Even before Donald Trump had signed his tax reform into law, his opponents had company‐level stories at the ready.
Pfizer, Coca‐Cola and Cisco Systems had said they intended to use any immediate gains from rate cuts to increase dividends and buy their own shares. Instead of increasing wages as promised, Democrat critics were certain this showed wealthy shareholders were the beneficiaries of major cuts to corporate taxes.
So who can blame Republicans for drawing on contrary evidence after the signed Bill slashed the headline rate from 35pc to 21pc? The apparent good news just kept on coming for the president. Wells Fargo increased their company minimum wage to $15 an hour and pledged to donate $400m to charity, citing the tax Bill’s effects. AT&T said they would give a $1,000 bonus to more than 200,000 US employees. Others, such as Fifth Third Bancorp, pledged to both give bonuses and increase basic pay.
Yet despite the despair on the Democrat side or the backslapping by Republicans, attaching too much weight to either set of company announcements would be erroneous. The success or otherwise of the corporate tax change cannot and should not be judged by company bonus or share buyback decisions. The acid test of the reforms, which cuts rates and allows immediate expensing on equipment, is whether it increases corporate investment, in turn raising productivity and wages.
Yes, the immediate effect of a corporate rate cut is indeed a windfall to “old capital”. Existing investments obtain higher after‐tax returns than envisaged. This is a big reason why the stock market surged as tax‐reform prospects improved. All else the same, profitable companies find themselves with more cash, deciding what to do with it based upon their short‐term investment opportunities, the health of the labour market and much else besides.
Where Democrats are wrong is to assume that dividend payments, or buybacks, are themselves a “bad thing” for the economy.
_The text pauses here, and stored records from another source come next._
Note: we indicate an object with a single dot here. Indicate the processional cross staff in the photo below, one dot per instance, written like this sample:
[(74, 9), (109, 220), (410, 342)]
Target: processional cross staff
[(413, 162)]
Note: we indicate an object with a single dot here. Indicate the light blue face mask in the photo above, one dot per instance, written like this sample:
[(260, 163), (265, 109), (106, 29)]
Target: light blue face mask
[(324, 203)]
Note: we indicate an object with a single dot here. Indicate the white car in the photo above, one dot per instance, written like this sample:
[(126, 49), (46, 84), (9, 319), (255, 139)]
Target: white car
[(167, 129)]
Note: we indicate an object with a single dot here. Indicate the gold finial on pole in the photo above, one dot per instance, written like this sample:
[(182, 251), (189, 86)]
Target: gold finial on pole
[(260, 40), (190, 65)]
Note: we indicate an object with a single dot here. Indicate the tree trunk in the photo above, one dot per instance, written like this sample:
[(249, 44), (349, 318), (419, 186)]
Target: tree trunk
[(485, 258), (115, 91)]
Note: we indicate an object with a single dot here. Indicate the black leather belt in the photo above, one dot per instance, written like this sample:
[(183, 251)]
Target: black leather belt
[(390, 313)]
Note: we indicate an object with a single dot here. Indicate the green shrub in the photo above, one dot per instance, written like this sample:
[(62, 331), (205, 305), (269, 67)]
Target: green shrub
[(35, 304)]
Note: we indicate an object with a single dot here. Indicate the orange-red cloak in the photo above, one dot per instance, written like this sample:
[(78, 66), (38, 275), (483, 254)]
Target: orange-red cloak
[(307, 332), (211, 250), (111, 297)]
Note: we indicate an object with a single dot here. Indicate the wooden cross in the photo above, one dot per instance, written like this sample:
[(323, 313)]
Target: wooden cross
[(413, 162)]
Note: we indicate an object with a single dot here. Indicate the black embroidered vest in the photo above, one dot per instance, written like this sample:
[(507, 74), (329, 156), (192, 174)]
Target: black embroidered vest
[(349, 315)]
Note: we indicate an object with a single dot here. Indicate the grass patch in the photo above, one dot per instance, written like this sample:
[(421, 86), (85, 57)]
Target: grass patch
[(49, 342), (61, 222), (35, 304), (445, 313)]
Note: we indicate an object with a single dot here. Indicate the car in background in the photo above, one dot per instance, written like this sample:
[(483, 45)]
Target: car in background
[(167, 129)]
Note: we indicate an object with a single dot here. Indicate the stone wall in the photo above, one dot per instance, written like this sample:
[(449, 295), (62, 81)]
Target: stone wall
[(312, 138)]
If a company has little near‐term investment opportunities, payouts to shareholders might make sense. And it’s not as if that money is going to be burned out of existence. It will most likely be reinvested by shareholders elsewhere.
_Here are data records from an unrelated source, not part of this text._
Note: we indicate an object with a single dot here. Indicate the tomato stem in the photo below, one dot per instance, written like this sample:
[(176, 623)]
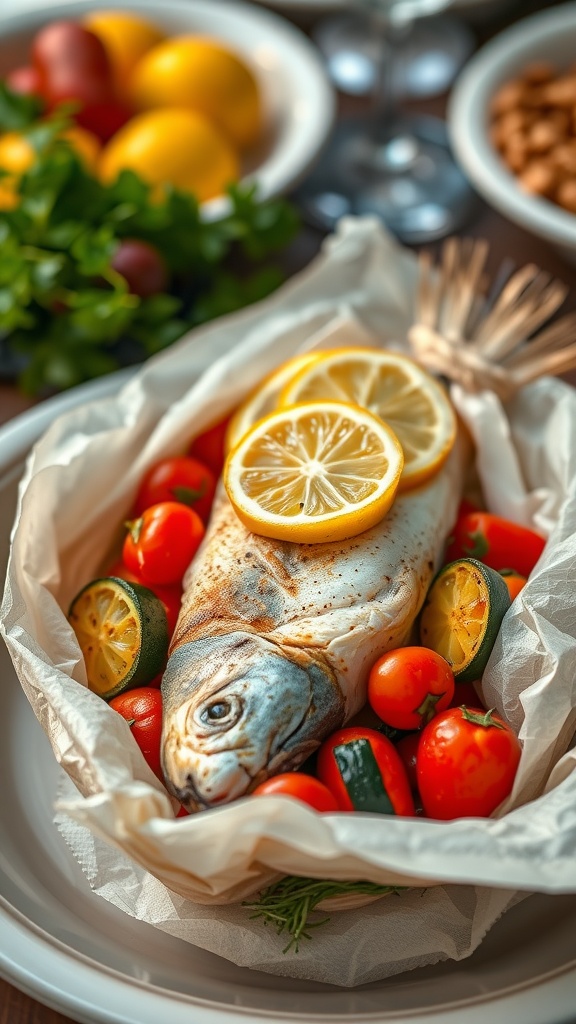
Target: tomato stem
[(427, 708), (486, 720), (134, 527)]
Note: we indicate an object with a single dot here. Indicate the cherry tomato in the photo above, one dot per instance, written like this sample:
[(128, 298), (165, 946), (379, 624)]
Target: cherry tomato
[(408, 686), (171, 597), (103, 119), (209, 446), (142, 709), (513, 581), (496, 542), (24, 80), (466, 763), (72, 65), (179, 479), (142, 267), (304, 787), (407, 747), (161, 544), (364, 772)]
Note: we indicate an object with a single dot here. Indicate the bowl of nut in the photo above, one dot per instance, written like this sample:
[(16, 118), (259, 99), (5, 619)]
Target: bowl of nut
[(512, 124)]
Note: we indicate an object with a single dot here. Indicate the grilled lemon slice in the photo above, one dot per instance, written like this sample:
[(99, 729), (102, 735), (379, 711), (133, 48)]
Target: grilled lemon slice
[(315, 472), (123, 634), (461, 615), (393, 387)]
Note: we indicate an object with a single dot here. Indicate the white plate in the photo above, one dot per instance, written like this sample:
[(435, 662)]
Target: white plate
[(324, 5), (298, 98), (79, 954)]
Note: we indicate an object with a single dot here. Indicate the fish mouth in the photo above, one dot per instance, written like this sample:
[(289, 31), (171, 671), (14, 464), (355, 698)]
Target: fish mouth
[(237, 710)]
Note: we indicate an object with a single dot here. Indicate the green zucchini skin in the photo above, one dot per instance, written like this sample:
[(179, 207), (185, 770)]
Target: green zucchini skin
[(498, 603), (362, 777)]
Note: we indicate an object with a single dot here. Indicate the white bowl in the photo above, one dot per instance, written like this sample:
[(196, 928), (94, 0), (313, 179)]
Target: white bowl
[(298, 99), (549, 35)]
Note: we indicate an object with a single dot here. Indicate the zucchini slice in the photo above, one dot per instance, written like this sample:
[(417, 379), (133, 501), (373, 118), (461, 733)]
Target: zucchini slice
[(122, 630), (362, 776), (462, 613)]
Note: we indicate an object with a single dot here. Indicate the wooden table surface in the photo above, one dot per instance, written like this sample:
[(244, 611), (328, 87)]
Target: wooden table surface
[(506, 241)]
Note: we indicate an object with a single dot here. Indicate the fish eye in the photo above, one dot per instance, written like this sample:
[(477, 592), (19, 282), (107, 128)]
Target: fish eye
[(219, 713)]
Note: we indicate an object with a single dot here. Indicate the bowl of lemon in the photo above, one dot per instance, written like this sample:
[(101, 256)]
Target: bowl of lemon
[(190, 93)]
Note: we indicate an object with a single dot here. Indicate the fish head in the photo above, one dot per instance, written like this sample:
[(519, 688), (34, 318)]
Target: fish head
[(237, 710)]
One‐off bonuses may likewise help show the trade‐off of taxes in terms of more resources left in the private sector. But it’s easy to suspect some companies saw a good PR opportunity. Sharing some of the burgeoned post‐tax profits with workers helps entrench the tax reform they desired and wins favour with a president who regularly wades in with very public opinions on companies. Some firms would probably have increased wages anyway, given the health of the economy.
No, the stated aim of the administration was not these short‐term “wins”, but to reverse the decade of peak‐to‐peak wage contraction seen between 2007 and 2016. The president’s economic team believes the dramatic fall in the rate of capital deepening a key cause of this, reducing the amount of stuff that people can produce per hour. If this is the real problem, then reversing policies that deter capital investment in the US makes sense. There was no lever more obvious than the US’s very high statutory corporate rate.
The key judgment on the reforms is whether investment will increase when the after‐tax marginal return on it rises. There’s strong theory and evidence to suggest it will, and that workers will benefit as a result. But it may take time.
Take the academic research of economist Eric Ohrn. Between 2002 and 2008, he examined a number of US states that adopted a full‐expensing policy in their state corporate income taxes, similar to what the Trump plan will deliver for equipment investment. He found this raised investment by 17.5pc and wages by 2.5pc within just two to three years. A more recent, broader study of his estimated that “a one percentage point reduction in [effective] tax rates increases investment by 4.7pc of installed capital”.
Basic economics would tell us that in the long run, capital is very responsive to changes in taxes given how mobile it is. In the short term it can be tied up in existing projects, but lowering a corporate rate over time can attract it from overseas and from non‐corporate sectors such as housing.
It follows that the factor of production most likely to bear the cost of the corporate tax in the long‐term is labour, through lower wages. Lowering corporate tax rates and allowing the scope for more generous wage increases should therefore lift pay.
Earlier this month, economist Robert Barro estimated that the Republican package would do just that. Through reducing the cost to firms of acquiring and deploying capital, he calculates the amount of capital per worker could rise by 14pc for equipment and 20pc for structures in the very long term, raising real wages as much as 7pc.
Over the coming years then, it’s not bonuses or the degree of share buybacks from major companies that should obsess us. What we really need to look at is the degree of economy‐wide corporate investment, and wage growth. If the likes of Barro and Ohrn are right, then we should start to see rising levels of corporate investment that drive up capital per worker and lead to a noticeable uptick in wages.
It is a fascinating economic experiment. Rarely do major Western economies with mature capital markets engage in such a one‐time shift in policy. Books and PhD theses will be written on whether the reforms had the desired effect. But it’s important they are judged by their true intentions. While US politicians obsess over the direct flow of money from companies, their government is testing the power of supply‐side incentives.